Writing Surviving Jonathan became that search. It’s my way of turning pain into perspective and perspective into something that can impact others across a wide spectrum of life experiences.

 

Q: How was the book’s title chosen, and what does it signify for you?

 

A: The original title was Crack Life to CEO Life, which told part of the story, but not the truth of it. Over six years of writing, I evolved. I had to confront something deeper: I wasn’t just a product of my environment; I was also contributing to my own cycles. That realization changed everything.

 

Surviving Jonathan came from that truth.
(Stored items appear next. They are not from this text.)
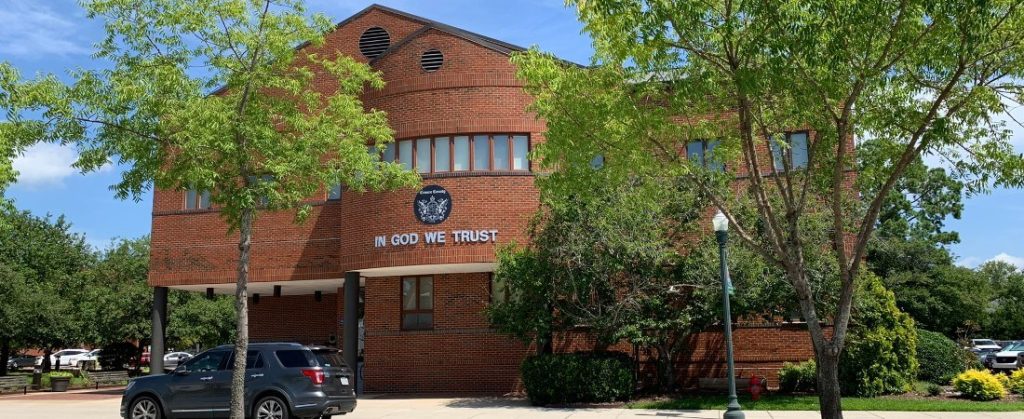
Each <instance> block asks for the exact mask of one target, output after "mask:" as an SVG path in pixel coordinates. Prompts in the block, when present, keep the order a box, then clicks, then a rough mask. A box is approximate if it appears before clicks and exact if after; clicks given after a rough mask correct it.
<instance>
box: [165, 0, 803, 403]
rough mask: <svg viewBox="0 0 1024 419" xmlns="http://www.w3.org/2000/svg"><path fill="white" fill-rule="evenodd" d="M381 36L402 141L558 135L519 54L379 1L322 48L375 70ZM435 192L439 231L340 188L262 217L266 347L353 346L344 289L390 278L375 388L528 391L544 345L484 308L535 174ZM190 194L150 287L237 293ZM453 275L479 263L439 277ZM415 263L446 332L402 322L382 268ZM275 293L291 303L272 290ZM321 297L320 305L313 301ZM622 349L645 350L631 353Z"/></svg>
mask: <svg viewBox="0 0 1024 419" xmlns="http://www.w3.org/2000/svg"><path fill="white" fill-rule="evenodd" d="M373 27H380V28H384V29H385V30H386V31H387V32H388V34H389V35H390V38H391V45H392V46H391V48H390V49H389V50H388V51H387V52H385V53H384V54H383V55H381V56H379V57H377V58H376V59H375V60H373V61H370V65H371V66H372V67H373V68H374V69H376V70H378V71H380V72H381V73H382V74H383V77H384V80H385V81H386V82H387V86H386V87H385V88H384V89H382V90H379V91H368V92H367V93H366V94H365V95H364V100H365V103H366V106H367V107H368V109H378V110H383V111H385V112H387V114H388V118H389V122H390V124H391V126H392V128H393V129H394V130H395V137H396V138H398V139H410V138H418V137H420V136H438V135H457V134H475V133H495V134H502V133H508V134H525V135H528V136H529V138H530V143H531V144H536V143H538V142H541V141H543V140H544V136H543V133H544V131H545V126H544V123H543V122H542V121H539V120H538V119H537V118H536V117H535V116H534V115H530V114H529V113H527V112H526V111H525V109H526V107H527V104H528V103H529V101H530V97H529V96H528V95H527V94H526V93H525V92H524V91H523V90H522V88H521V85H520V83H519V82H518V81H517V80H516V79H515V69H514V68H513V66H512V65H511V64H510V62H509V59H508V52H509V51H510V50H512V49H515V48H516V47H514V46H511V45H508V44H505V43H502V42H500V41H496V40H492V39H488V38H484V37H480V36H478V35H475V34H470V33H466V32H465V31H461V30H457V29H455V28H451V27H447V26H444V25H441V24H437V23H433V22H430V20H426V19H423V18H419V17H416V16H411V15H408V14H404V13H401V12H397V11H395V10H391V9H387V8H384V7H380V6H371V7H370V8H368V9H366V10H364V11H361V12H359V13H357V14H356V15H354V16H352V17H350V18H349V19H347V20H345V22H343V23H341V24H339V26H338V27H337V29H336V30H335V31H334V32H332V33H331V34H329V35H328V37H327V40H326V43H325V44H324V45H323V46H322V47H319V49H318V50H316V51H314V52H317V53H319V54H323V55H331V54H338V53H340V54H347V55H350V56H353V57H356V58H358V59H361V60H364V61H367V59H366V58H365V57H364V56H362V55H361V54H360V53H359V51H358V47H357V40H358V38H359V36H360V34H362V32H364V31H366V30H367V29H369V28H373ZM429 49H437V50H439V51H441V52H442V54H443V56H444V61H443V65H442V67H441V68H440V69H439V70H437V71H436V72H426V71H424V70H422V69H421V67H420V56H421V54H422V52H423V51H426V50H429ZM315 86H316V88H317V89H319V90H322V91H323V92H331V91H333V89H334V88H335V86H336V83H335V82H333V81H332V80H330V79H328V78H325V77H321V78H317V79H316V81H315ZM423 183H424V184H437V185H440V186H442V187H444V188H445V190H446V191H447V192H449V193H450V194H451V197H452V212H451V216H450V217H449V218H447V219H446V220H444V221H443V222H442V223H440V224H436V225H427V224H424V223H422V222H420V221H419V220H417V219H416V217H415V216H414V213H413V201H414V199H415V197H416V193H417V191H413V190H408V191H397V192H390V193H353V192H344V193H343V195H342V198H341V200H340V201H329V200H327V199H326V198H327V194H326V193H325V194H324V195H323V196H319V197H312V203H313V208H312V211H311V213H310V215H309V218H308V219H307V220H306V221H305V222H303V223H299V224H296V223H295V222H293V214H291V213H287V212H281V213H263V214H260V216H259V218H258V219H257V222H256V224H255V228H254V238H253V246H252V261H251V268H250V273H251V283H250V293H251V294H260V298H259V301H258V302H257V301H256V300H255V298H254V299H252V300H251V301H250V334H251V337H252V339H253V340H290V341H300V342H305V343H336V342H338V343H340V342H339V340H340V339H339V337H340V336H341V334H342V333H341V326H340V320H341V319H342V313H343V312H344V309H345V307H344V301H343V300H344V299H343V298H342V294H341V289H340V288H339V287H341V284H342V282H341V281H342V280H341V279H342V278H343V277H344V276H345V273H347V271H355V270H360V271H361V270H365V269H376V270H374V271H373V273H374V274H373V275H370V274H368V273H365V274H367V275H365V278H364V284H365V285H364V289H362V292H364V295H365V302H364V310H365V315H364V318H362V319H364V325H365V353H364V366H365V369H364V378H365V388H366V390H367V391H404V392H410V391H414V392H422V391H445V392H486V393H505V392H509V391H514V390H516V389H517V388H518V386H517V382H518V373H517V370H518V366H519V364H520V363H521V360H522V359H523V357H525V355H526V354H527V353H529V352H530V351H531V349H530V348H528V347H526V346H525V345H523V344H522V343H520V342H517V341H514V340H511V339H510V338H508V337H507V336H503V335H500V334H498V333H495V332H494V330H492V329H490V328H489V326H488V324H487V322H486V320H485V318H484V316H483V310H484V309H485V308H486V306H487V304H488V303H489V299H490V277H489V274H488V273H487V270H489V264H490V263H493V262H494V261H495V252H496V250H497V248H498V247H500V246H502V245H503V244H506V243H510V242H518V243H525V242H526V236H525V229H526V227H527V225H528V221H529V217H530V216H531V215H532V214H534V213H535V211H536V210H537V208H538V207H539V202H538V192H537V190H536V188H535V187H534V176H532V173H531V172H529V171H515V172H513V171H502V172H481V173H459V174H455V173H441V174H434V175H425V176H424V180H423ZM184 199H185V197H184V194H183V193H182V192H178V191H156V192H155V194H154V218H153V250H152V259H151V274H150V284H151V285H153V286H160V287H174V288H181V289H189V290H203V289H206V288H215V289H217V290H218V292H225V293H226V292H227V291H228V290H230V289H231V287H232V284H233V283H234V281H236V275H237V273H236V264H237V260H238V245H237V243H238V237H237V234H229V233H228V232H227V228H226V225H225V224H224V223H223V222H222V221H221V220H220V218H219V216H218V214H217V212H216V210H185V209H184V208H185V205H184ZM464 229H472V231H478V229H486V231H498V237H497V240H495V241H486V242H485V243H455V240H454V238H452V236H451V235H452V234H453V232H455V231H464ZM438 231H443V232H445V233H446V234H447V235H450V236H449V237H447V243H445V244H443V245H437V244H433V245H431V244H426V243H425V241H424V240H423V239H424V235H425V234H426V233H428V232H438ZM409 233H416V234H419V235H420V239H421V241H420V242H419V243H417V244H415V245H408V246H391V245H390V244H388V245H386V246H383V247H380V246H378V243H377V242H376V241H377V238H378V237H383V238H385V240H386V241H390V238H391V237H392V236H394V235H401V234H409ZM439 265H443V266H449V267H451V266H472V268H471V269H468V270H467V269H465V268H464V269H462V270H458V269H456V270H455V271H444V270H443V269H431V268H429V267H430V266H439ZM402 266H407V268H406V270H404V271H402V274H400V275H417V276H424V275H430V276H431V277H432V281H433V287H432V295H431V298H432V301H433V309H432V317H433V325H432V328H430V329H428V330H415V331H410V330H402V328H401V312H402V309H401V306H402V301H401V292H402V291H401V289H402V288H401V287H402V284H401V278H400V277H399V276H398V274H394V275H391V276H389V274H388V270H381V269H388V268H396V267H402ZM408 266H418V267H415V268H409V267H408ZM446 268H447V267H446ZM410 269H412V270H410ZM416 269H423V270H424V271H416ZM428 270H429V271H428ZM274 286H276V287H280V288H279V289H280V290H281V292H282V294H283V295H282V296H273V295H272V293H273V291H272V290H273V289H274V288H273V287H274ZM317 291H318V292H319V294H321V298H315V297H314V296H313V293H314V292H317ZM170 309H172V310H173V309H174V307H170ZM719 340H720V338H719V337H718V335H717V334H715V333H710V334H701V335H700V336H697V337H694V338H693V343H692V347H693V348H694V350H693V352H691V353H689V354H687V355H685V359H682V360H680V361H679V363H680V367H681V371H682V372H683V374H684V379H687V380H689V381H687V382H692V380H693V378H694V377H695V376H705V375H709V374H713V375H721V374H723V372H722V368H721V365H722V360H720V359H719V358H717V357H716V355H715V353H716V352H717V351H718V350H717V346H715V345H716V342H717V341H719ZM736 340H737V342H736V347H737V364H738V365H739V366H740V368H741V370H740V371H743V370H742V368H750V369H752V370H751V371H755V372H757V373H758V374H762V375H765V374H766V375H769V376H773V375H774V372H775V371H776V370H777V369H778V367H779V366H780V365H781V363H782V362H799V361H804V360H807V359H808V358H810V357H811V355H812V353H811V351H810V347H809V344H807V343H804V344H794V341H795V340H796V341H802V342H809V341H808V337H807V335H806V332H805V331H803V329H801V328H799V327H791V328H788V329H784V328H783V329H779V328H754V329H749V330H739V331H737V333H736ZM592 345H593V342H592V341H590V340H588V339H587V338H586V337H580V336H566V337H564V338H563V339H562V342H561V343H560V344H559V345H558V349H559V350H574V349H584V348H589V347H590V346H592ZM618 346H622V347H620V349H622V350H627V351H632V347H629V346H628V345H618ZM744 348H745V349H746V350H748V351H746V352H744ZM637 359H638V361H640V362H641V363H643V365H646V367H642V368H641V370H642V371H646V372H650V368H651V366H650V365H649V364H647V363H646V360H647V355H646V354H645V353H637ZM645 379H649V377H647V378H645Z"/></svg>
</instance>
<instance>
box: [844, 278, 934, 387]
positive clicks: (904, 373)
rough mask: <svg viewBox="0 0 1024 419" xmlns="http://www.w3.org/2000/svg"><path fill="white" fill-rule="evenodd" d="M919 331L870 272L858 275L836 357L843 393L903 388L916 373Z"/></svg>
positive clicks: (912, 321)
mask: <svg viewBox="0 0 1024 419" xmlns="http://www.w3.org/2000/svg"><path fill="white" fill-rule="evenodd" d="M916 347H918V334H916V333H915V332H914V327H913V320H912V319H910V316H908V315H906V313H905V312H903V311H900V310H899V308H898V307H896V297H895V296H894V295H893V293H892V292H891V291H889V290H887V289H886V287H885V286H883V285H882V280H880V279H879V278H878V277H877V276H874V275H873V274H869V273H867V274H864V275H863V276H862V277H860V278H858V289H857V294H856V298H855V300H854V313H853V318H852V319H851V320H850V334H849V335H848V337H847V342H846V348H844V349H843V353H842V355H841V358H840V369H839V381H840V388H842V389H843V393H844V394H849V395H857V396H862V397H873V396H876V395H882V394H898V393H903V392H906V391H908V390H910V389H911V388H912V385H913V381H914V379H915V378H916V377H918V359H916Z"/></svg>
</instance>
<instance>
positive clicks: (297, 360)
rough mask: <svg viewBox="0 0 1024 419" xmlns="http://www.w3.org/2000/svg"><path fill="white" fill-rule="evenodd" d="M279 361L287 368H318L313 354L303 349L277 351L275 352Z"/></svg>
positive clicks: (290, 349)
mask: <svg viewBox="0 0 1024 419" xmlns="http://www.w3.org/2000/svg"><path fill="white" fill-rule="evenodd" d="M273 354H274V355H276V357H278V361H280V362H281V365H282V366H283V367H285V368H306V367H316V360H315V359H314V358H313V354H312V352H310V351H308V350H303V349H288V350H275V351H274V352H273Z"/></svg>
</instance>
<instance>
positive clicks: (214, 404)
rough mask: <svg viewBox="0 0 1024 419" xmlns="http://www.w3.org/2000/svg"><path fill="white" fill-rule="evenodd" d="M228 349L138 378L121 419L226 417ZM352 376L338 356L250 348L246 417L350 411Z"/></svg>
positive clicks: (260, 344) (227, 371) (246, 394)
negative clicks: (147, 375)
mask: <svg viewBox="0 0 1024 419" xmlns="http://www.w3.org/2000/svg"><path fill="white" fill-rule="evenodd" d="M232 365H233V350H232V346H230V345H224V346H218V347H216V348H213V349H210V350H207V351H205V352H203V353H200V354H198V355H196V358H193V359H191V360H188V361H187V362H186V363H184V364H182V365H180V366H178V368H176V369H174V371H173V372H172V373H170V374H167V375H151V376H146V377H139V378H136V379H134V380H132V381H131V382H129V383H128V387H127V388H125V393H124V395H123V396H122V399H121V417H123V418H125V419H178V418H211V417H212V418H217V417H227V416H228V407H229V406H230V399H231V366H232ZM352 376H353V373H352V370H351V369H349V368H348V366H347V365H345V362H344V361H342V357H341V351H339V350H338V349H336V348H331V347H322V346H305V345H300V344H298V343H252V344H250V345H249V353H248V355H247V357H246V396H245V401H246V416H247V417H249V418H254V419H289V418H329V417H331V416H333V415H344V414H346V413H349V412H351V411H352V410H354V409H355V391H354V381H353V379H352Z"/></svg>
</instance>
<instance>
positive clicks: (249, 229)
mask: <svg viewBox="0 0 1024 419" xmlns="http://www.w3.org/2000/svg"><path fill="white" fill-rule="evenodd" d="M254 215H255V210H253V209H245V210H243V212H242V219H241V222H240V223H239V235H240V236H241V237H240V239H239V279H238V283H237V284H236V287H234V316H236V319H238V325H237V327H236V333H234V336H236V337H234V366H233V368H234V369H233V370H232V371H231V419H245V416H246V412H245V401H244V397H245V384H246V358H247V357H246V355H247V352H248V350H249V308H248V305H249V301H248V298H249V295H248V290H247V289H248V284H249V249H250V247H251V245H252V233H253V232H252V229H253V218H254Z"/></svg>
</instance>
It means learning to face yourself, take accountability, and break the patterns that are holding you back.

 

For me, the title represents growth, self-awareness, and transformation. It invites curiosity. Not just about my life, but about your own.

 

It’s also the foundation of what I now call the 360 Degrees of Resilience—the understanding that transformational resilience isn’t one-dimensional. It’s emotional, mental, relational, and identity-based resilience.

 

Q: What role has resilience played in your life?

 

A: Resilience didn’t just help me—it saved my life. It gave me the ability to endure when quitting would’ve been easier. It built strength in places nobody could see. It kept me moving when everything in me wanted to stop.

 

But resilience changed meaning for me over time. It transformed into evolution. It’s who you become because of what you’ve been through.

 

Q: What impact did writing this book have on you, and what do you hope readers take away from it?

 

A: Writing this book took my healing to another level. It forced me to revisit parts of my life I had buried and to finally make sense of them. Even now, I still catch myself slipping into survival mode. But the difference is awareness. I can recognize it, challenge it, and choose differently.

 

What I want readers to take away is this: You can’t heal what you won’t face. And you can’t grow if you’re still running from yourself. This book is about confronting your truth so you can finally live beyond survival.

 

Q: What are you working on now?

 

A: Right now, I’m building a community around the idea of surviving yourself. That’s where real transformation starts.

 

I’m also developing a companion framework to Surviving Jonathan that provides practical tools people can use in their personal and professional lives.

 

And I’m focused on speaking, working with organizations, educators, and individuals to close the resilience gap across generations. Because the world is moving fast, and people aren’t just struggling with change, they’re struggling with who they need to become to navigate it.

 

Q: Anything else we should know?

 

A: Here’s the truth I stand on: You don’t just overcome your story, you learn how to use it. Resilience isn’t circling back to what was, it’s becoming someone new. The hardest person you’ll ever have to face is yourself. Growth starts the moment you stop blaming and take ownership of your crap. You can’t build a new life with an old mindset.